Nicolae Titulescu

Nicolae Titulescu (March 4, 1882, Craiova - March 17, 1941, Cannes) was a well-known Romanian diplomat, who, as foreign minister (1927; 1932–36) for his country, was one of the leading advocates of European collective security. He was President of the League of Nations for two terms.


He passed through his childhood at his father's estate in Tituleşti, Olt County. Upon graduating with honours in 1900 from the Carol I High School in Craiova, he studied law in Paris, obtaining his doctorate with the thesis Essai sur une théorie des droits éventuels. In 1905 he returned to Romania as a professor of law at the University of Iaşi, and in 1907 he moved to Bucharest.

Titulescu entered politics in 1912 and was appointed minister of finance in 1917. In the summer of 1918, together with other prominent Romanians (Take Ionescu, Octavian Goga, Traian Vuia, Constantin Mille) he formed, in Paris, the National Romanian Committee, with the purpose of promoting in international public opinion the right of the Romanian people to national unity, the committee being officially recognized as the plenipotentiary de facto organ of the Romanian nation. After World War I, he attended the peace negotiations at Paris and signed the Treaty of Trianon (1920).
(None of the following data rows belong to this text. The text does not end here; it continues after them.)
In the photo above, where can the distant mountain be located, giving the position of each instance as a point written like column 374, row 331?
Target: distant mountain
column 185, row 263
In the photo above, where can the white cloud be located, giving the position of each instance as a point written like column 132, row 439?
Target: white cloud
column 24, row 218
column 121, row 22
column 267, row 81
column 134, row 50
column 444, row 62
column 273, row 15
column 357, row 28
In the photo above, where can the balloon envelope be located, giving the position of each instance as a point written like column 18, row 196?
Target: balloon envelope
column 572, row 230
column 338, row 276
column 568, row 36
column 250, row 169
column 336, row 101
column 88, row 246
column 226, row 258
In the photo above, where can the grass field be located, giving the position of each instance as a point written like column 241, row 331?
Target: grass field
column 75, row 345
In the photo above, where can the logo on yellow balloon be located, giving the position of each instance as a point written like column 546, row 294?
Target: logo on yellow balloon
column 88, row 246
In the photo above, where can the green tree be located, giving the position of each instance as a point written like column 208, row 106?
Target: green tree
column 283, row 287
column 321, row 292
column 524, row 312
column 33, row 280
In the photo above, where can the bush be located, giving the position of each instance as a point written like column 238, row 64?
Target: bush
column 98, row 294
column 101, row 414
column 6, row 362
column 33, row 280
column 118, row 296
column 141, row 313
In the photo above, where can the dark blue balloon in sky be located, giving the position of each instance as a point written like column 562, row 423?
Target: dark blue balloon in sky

Following Romania’s success at Versailles and Trianon, Titulescu became a major player on the world stage, and took the leading role in the creation of the League of Nations in 1921, an organization he would twice later lead, in 1930 and 1931. In this role he pursued his policy of resolving conflict through multilateral negotiation.

He was again appointed finance minister in 1920, and his unpopular fiscal reforms helped topple the government in December 1921. From 1922 to 1926 and again from 1928 to 1932, he served as Romanian minister plenipotentiary in London. As foreign minister he championed Romania’s accession to the French-sponsored Little Entente of Czechoslovakia and Yugoslavia, engineered its attachment to the Balkan Entente (1934), consisting of Greece, Yugoslavia, and Turkey, and pursued a policy of friendship with France and the U.S.S.R.
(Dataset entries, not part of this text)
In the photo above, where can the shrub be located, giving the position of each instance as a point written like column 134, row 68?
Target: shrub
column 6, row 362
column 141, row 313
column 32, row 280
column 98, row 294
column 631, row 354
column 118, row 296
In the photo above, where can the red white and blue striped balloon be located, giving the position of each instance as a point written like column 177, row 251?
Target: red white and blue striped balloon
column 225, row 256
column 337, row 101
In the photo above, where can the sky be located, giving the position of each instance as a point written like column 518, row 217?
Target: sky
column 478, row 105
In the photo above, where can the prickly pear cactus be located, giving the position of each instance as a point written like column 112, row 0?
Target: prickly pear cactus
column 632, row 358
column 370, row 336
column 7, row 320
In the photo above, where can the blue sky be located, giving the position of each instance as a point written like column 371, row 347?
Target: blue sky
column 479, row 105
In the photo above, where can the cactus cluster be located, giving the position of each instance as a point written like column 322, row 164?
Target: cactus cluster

In 1936, King Carol II removed Titulescu from all official positions, asking him to leave the country. Settling first in Switzerland, he later moved to France. While in exile, Nicolae Titulescu continued through conferences and newspaper articles to propagate the idea of the preservation of peace, perceiving the danger of a war that was to come all too soon after. He returned to Romania in November, 1937, partly through the efforts of Iuliu Maniu. In 1937 Titulescu took refuge in France, at Cannes, denouncing the Romanian Fascist regime. Nicolae Titulescu died in Cannes (or in Souvrettes, Switzerland, according to Petre Pandrea) following a long illness, in 1941. In his will he asked to be buried in Romania; this became possible on 14th of March 1992, when his remains have been reburied in the Sfânta Ecaterina cemetery next to St. Nicholas Church, in Braşov.